Punto di infiammabilità dei vapori: indica se un bitume è stato inquinato con prodotti leggeri per aumentarne la stabilità. Si determina riscaldando il bitume e osservando la temperatura di accensione dei vapori.
3.3 L’uso stradale
L’impiego principale dei bitumi è quello stradale. Addizionando il bitume a materiale solido di varia pezzatura si ottengono i “conglomerati bituminosi”; questi, opportunamente stesi in uno o più strati (fino a tre) di vario spessore e composizione, vanno a costituire le tipiche pavimentazioni stradali [5].
Figura 3‐6 Schema tipico per la pavimentazione stradaleavime
Generalmente la struttura portante della pavimentazione è costituita da materiale lapideo per il quale il bitume ha funzione di legante. I vari strati sono costituiti da materiale di pezzatura grossolana e disomogenea
negli strati di base e più regolare e fine negli strati d’usura. Di solito tra uno strato e l’atro viene messo uno strato d’attacco composto da una sottile emulsione bituminosa.

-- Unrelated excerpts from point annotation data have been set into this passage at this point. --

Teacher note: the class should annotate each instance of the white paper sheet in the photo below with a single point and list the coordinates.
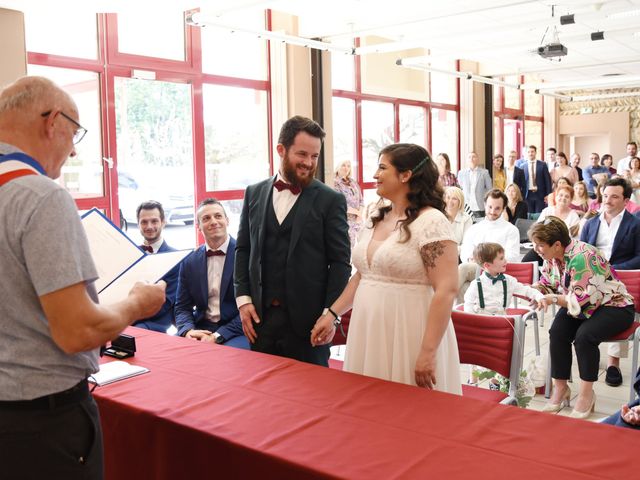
(112, 251)
(119, 261)
(150, 269)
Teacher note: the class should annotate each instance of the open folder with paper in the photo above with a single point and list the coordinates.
(119, 261)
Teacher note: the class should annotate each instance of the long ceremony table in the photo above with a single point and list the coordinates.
(209, 411)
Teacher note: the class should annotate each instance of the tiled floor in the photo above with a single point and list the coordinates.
(609, 399)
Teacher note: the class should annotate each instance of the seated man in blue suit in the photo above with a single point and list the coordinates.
(151, 222)
(206, 304)
(629, 415)
(617, 234)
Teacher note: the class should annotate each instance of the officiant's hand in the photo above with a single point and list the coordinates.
(426, 369)
(248, 315)
(148, 298)
(323, 331)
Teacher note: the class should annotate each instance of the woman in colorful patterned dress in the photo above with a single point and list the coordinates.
(349, 187)
(593, 305)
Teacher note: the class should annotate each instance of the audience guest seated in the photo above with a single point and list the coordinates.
(494, 228)
(514, 174)
(624, 163)
(616, 233)
(537, 181)
(596, 203)
(447, 179)
(493, 289)
(593, 306)
(575, 162)
(348, 186)
(405, 282)
(475, 183)
(454, 209)
(607, 161)
(633, 177)
(561, 182)
(629, 415)
(516, 207)
(564, 170)
(151, 222)
(580, 202)
(499, 175)
(563, 210)
(206, 305)
(594, 174)
(551, 160)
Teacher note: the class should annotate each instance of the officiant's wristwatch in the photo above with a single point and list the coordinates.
(336, 318)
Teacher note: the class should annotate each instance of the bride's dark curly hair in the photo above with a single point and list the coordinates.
(424, 188)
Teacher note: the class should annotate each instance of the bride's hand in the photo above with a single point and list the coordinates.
(426, 370)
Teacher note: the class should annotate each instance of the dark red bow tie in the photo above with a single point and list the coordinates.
(280, 185)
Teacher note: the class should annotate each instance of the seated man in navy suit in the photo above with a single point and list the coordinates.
(151, 221)
(206, 305)
(617, 234)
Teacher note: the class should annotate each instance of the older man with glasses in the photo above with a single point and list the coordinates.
(51, 324)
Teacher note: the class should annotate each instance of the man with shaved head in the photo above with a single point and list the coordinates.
(51, 324)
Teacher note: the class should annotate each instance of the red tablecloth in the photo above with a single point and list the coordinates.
(209, 411)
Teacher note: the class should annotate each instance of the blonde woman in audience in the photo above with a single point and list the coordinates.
(562, 209)
(498, 173)
(564, 170)
(454, 209)
(633, 177)
(561, 182)
(447, 179)
(348, 186)
(580, 202)
(516, 206)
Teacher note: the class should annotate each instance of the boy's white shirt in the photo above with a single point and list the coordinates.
(494, 295)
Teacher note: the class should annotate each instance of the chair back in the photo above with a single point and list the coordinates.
(523, 225)
(631, 280)
(495, 342)
(524, 272)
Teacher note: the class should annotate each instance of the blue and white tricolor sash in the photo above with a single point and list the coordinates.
(16, 165)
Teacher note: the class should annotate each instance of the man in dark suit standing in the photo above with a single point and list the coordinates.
(617, 234)
(537, 181)
(151, 222)
(514, 174)
(293, 250)
(206, 305)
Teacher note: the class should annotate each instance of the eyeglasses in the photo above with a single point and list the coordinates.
(79, 133)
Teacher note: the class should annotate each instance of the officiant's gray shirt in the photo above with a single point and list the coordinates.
(43, 248)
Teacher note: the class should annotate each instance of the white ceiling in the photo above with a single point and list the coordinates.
(499, 34)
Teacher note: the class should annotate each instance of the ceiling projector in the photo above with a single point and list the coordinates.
(552, 50)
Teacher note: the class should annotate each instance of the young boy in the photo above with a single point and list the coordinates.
(492, 291)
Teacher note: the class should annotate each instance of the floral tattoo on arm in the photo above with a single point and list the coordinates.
(430, 252)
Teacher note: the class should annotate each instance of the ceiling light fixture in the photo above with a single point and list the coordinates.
(567, 19)
(627, 14)
(196, 19)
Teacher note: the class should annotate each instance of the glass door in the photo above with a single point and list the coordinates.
(155, 155)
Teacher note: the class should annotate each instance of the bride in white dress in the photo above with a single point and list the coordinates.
(406, 281)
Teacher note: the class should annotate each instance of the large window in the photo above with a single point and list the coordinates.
(364, 123)
(236, 143)
(175, 112)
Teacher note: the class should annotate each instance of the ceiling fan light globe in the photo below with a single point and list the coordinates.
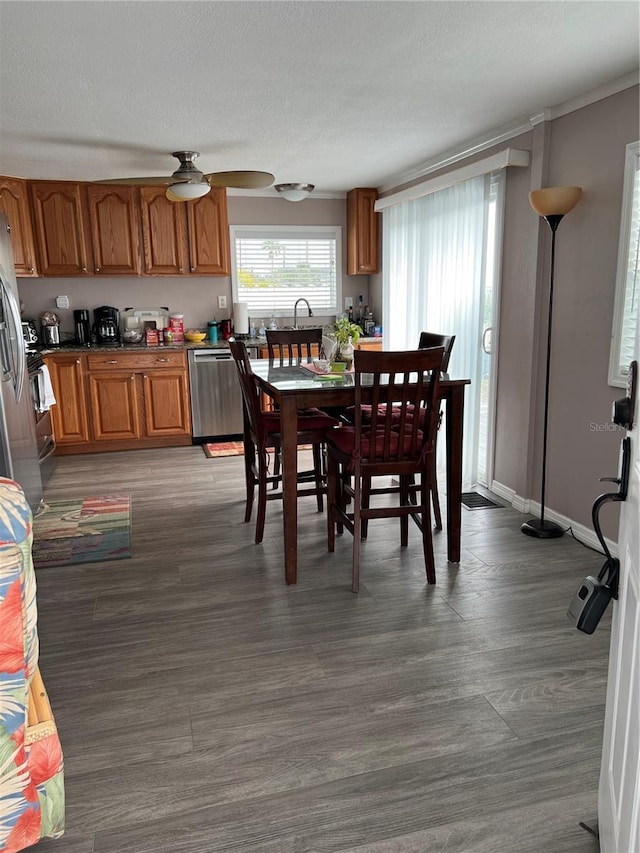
(187, 192)
(294, 192)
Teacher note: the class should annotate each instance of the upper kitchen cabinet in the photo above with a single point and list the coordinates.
(363, 257)
(184, 238)
(14, 201)
(208, 230)
(115, 229)
(163, 233)
(59, 232)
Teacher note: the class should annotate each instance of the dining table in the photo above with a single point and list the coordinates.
(296, 386)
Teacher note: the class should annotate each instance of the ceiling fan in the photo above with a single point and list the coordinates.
(188, 182)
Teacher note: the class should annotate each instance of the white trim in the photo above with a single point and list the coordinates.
(506, 157)
(294, 231)
(508, 131)
(616, 377)
(583, 534)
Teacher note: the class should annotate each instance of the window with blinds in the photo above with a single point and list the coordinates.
(627, 298)
(273, 267)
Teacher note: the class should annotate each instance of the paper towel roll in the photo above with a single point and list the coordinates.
(241, 318)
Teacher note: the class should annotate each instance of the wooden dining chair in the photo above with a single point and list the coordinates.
(397, 441)
(428, 340)
(262, 433)
(290, 346)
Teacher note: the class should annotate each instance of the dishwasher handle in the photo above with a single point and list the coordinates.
(222, 355)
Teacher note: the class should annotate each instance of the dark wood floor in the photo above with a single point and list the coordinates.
(205, 706)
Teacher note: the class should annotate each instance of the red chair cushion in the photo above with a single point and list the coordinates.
(345, 439)
(310, 419)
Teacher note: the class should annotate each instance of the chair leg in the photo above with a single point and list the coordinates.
(317, 470)
(355, 563)
(404, 501)
(433, 476)
(332, 497)
(427, 538)
(276, 466)
(250, 484)
(262, 496)
(366, 498)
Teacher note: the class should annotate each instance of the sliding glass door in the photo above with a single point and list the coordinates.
(441, 274)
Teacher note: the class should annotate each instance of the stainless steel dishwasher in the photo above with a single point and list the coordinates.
(216, 399)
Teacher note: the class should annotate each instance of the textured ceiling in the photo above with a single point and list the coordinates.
(339, 94)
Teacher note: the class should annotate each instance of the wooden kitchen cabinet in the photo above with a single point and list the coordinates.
(114, 405)
(164, 234)
(59, 228)
(208, 230)
(189, 238)
(166, 403)
(363, 232)
(115, 229)
(69, 415)
(125, 400)
(14, 201)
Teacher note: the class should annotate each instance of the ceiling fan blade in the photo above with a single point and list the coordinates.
(141, 182)
(241, 180)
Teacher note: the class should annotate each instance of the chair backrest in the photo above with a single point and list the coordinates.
(433, 339)
(404, 395)
(250, 391)
(293, 345)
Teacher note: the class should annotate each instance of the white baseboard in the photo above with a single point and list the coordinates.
(582, 533)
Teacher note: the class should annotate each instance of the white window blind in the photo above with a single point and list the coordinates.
(627, 298)
(273, 267)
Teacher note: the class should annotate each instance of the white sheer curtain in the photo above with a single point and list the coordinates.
(434, 263)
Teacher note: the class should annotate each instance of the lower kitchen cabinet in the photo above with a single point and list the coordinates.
(128, 400)
(69, 415)
(114, 406)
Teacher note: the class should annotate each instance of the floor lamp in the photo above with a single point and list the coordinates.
(552, 204)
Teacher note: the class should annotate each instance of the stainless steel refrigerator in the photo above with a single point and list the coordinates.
(18, 448)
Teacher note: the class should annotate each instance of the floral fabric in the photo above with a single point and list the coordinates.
(31, 766)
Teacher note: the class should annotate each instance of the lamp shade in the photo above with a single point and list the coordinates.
(186, 191)
(294, 192)
(554, 201)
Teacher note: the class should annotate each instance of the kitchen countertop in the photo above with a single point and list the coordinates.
(142, 347)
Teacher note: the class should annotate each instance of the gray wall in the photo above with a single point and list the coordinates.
(584, 148)
(195, 297)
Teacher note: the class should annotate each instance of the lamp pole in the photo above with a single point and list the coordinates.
(551, 204)
(539, 527)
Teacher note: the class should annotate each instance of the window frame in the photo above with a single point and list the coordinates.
(617, 372)
(289, 232)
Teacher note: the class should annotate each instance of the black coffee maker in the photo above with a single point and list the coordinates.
(82, 327)
(107, 325)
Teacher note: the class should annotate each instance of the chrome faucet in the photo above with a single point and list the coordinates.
(295, 311)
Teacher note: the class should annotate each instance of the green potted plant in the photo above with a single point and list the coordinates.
(346, 334)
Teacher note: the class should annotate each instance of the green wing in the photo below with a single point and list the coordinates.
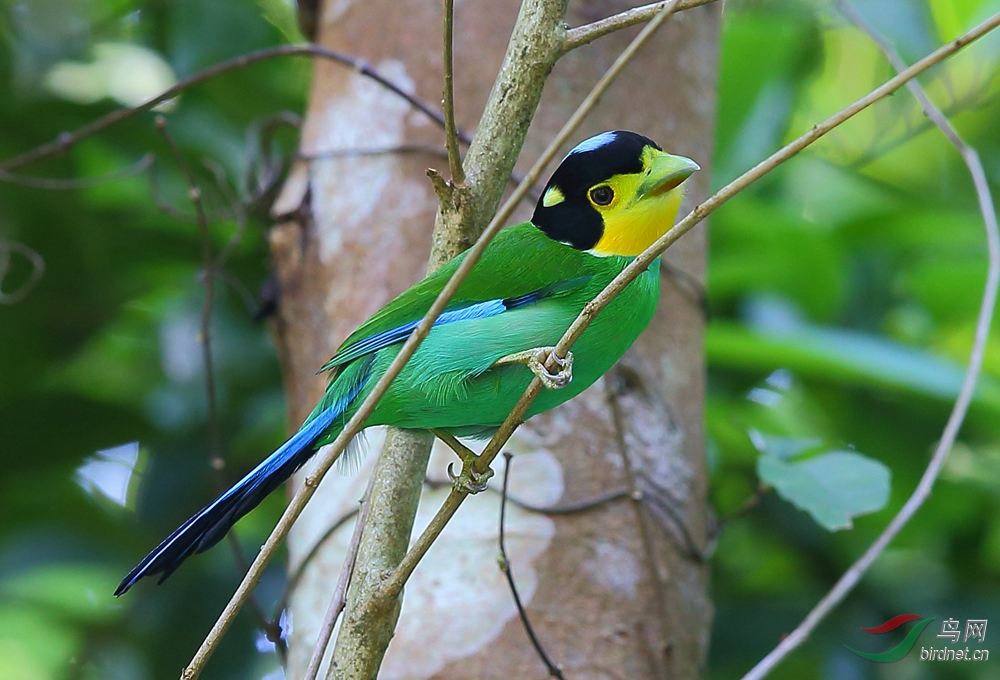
(520, 266)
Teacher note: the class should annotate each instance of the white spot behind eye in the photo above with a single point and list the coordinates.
(595, 142)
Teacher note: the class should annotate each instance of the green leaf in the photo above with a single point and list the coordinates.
(833, 487)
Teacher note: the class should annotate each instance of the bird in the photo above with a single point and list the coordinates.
(609, 199)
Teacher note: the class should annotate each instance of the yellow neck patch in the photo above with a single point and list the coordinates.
(632, 226)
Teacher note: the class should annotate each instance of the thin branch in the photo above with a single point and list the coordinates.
(7, 248)
(580, 36)
(450, 130)
(236, 208)
(262, 173)
(395, 583)
(208, 267)
(216, 458)
(67, 140)
(614, 386)
(296, 576)
(504, 561)
(130, 170)
(920, 494)
(376, 151)
(339, 598)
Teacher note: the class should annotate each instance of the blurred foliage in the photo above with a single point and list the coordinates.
(844, 289)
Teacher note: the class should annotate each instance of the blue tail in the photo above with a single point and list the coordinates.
(211, 523)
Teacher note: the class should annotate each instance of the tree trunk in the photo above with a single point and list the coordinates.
(612, 591)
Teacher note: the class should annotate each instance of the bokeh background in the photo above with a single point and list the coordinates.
(843, 291)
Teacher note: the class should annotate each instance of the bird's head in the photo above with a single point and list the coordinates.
(614, 194)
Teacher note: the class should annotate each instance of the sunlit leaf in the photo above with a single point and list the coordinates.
(833, 487)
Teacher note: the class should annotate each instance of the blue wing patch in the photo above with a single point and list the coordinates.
(477, 310)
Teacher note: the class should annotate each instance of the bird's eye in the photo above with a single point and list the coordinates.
(602, 195)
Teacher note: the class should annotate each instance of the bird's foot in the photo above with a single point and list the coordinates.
(535, 359)
(469, 479)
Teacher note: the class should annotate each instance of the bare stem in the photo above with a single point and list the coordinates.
(8, 248)
(450, 130)
(554, 670)
(67, 140)
(577, 37)
(852, 576)
(59, 184)
(339, 598)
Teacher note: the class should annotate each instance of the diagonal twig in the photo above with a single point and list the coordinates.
(920, 494)
(8, 248)
(60, 184)
(580, 36)
(67, 140)
(339, 598)
(504, 561)
(450, 129)
(217, 460)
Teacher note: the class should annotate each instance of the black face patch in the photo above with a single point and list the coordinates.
(574, 220)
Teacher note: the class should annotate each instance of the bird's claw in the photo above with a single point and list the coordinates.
(535, 360)
(552, 381)
(468, 480)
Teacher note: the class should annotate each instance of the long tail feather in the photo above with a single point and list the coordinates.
(211, 523)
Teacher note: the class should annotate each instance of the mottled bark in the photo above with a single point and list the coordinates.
(364, 235)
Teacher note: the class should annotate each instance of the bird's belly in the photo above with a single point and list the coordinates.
(448, 383)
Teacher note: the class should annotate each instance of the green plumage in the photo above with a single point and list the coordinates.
(609, 198)
(449, 383)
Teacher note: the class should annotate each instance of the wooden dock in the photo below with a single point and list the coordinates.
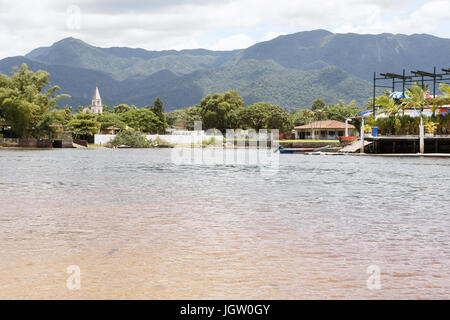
(438, 144)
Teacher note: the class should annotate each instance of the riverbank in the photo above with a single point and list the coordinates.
(232, 233)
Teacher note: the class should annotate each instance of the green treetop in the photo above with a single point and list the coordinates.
(24, 104)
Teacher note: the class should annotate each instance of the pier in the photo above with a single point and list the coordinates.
(407, 144)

Lo strato d’usura spesso è lavorato superficialmente per aumentare la ruvidità superficiale in modo da aumentare l’attrito tra il pneumatico e la strada.
Figura 3‐8 sollecitazioni sul manto stradale
Nella figura 3‐8 sono raffigurati i carichi a cui è sottoposto il manto stradale sotto l’azione del traffico; è evidente la sua complessità e comprende effetti di trazione e compressione.
Lo strato più sollecitato e quindi più soggetto al deterioramento è quello d’usura, non solo a causa del traffico ma anche perché è sottoposto alle condizioni ambientali. L’irraggiamento solare, la pioggia e l’ossidazione dovuta all’aria sono le principali cause di deterioramento.
I fenomeni più frequenti osservati sono:
• Deformazione permanente con formazione di ormaie (ormailamento o rutting) che sono manifestazioni di traffico intenso gli sforzi di taglio che si generano al di sotto del battistrada di uno pneumatico si distribuiscono attraverso il
fondo stradale provocando a lungo andare delle deformazioni permanenti dalla tipica forma di solco.
Figura 3‐7 meccanismo di formazione delle ormaie
Rottura a fatica con fessurazione in direzione longitudinale(fatigue cracking). Uno stadio avanzato di questo fenomeno genera crepe in tutte le direzioni (alligator crackig) che degenera ulteriormente fino alla formazione di buche (pothole).
Le fessurazioni dovute alle basse temperature in direzione trasversale rispetto al traffico (low temperature cracking) dovute al ritiro termico.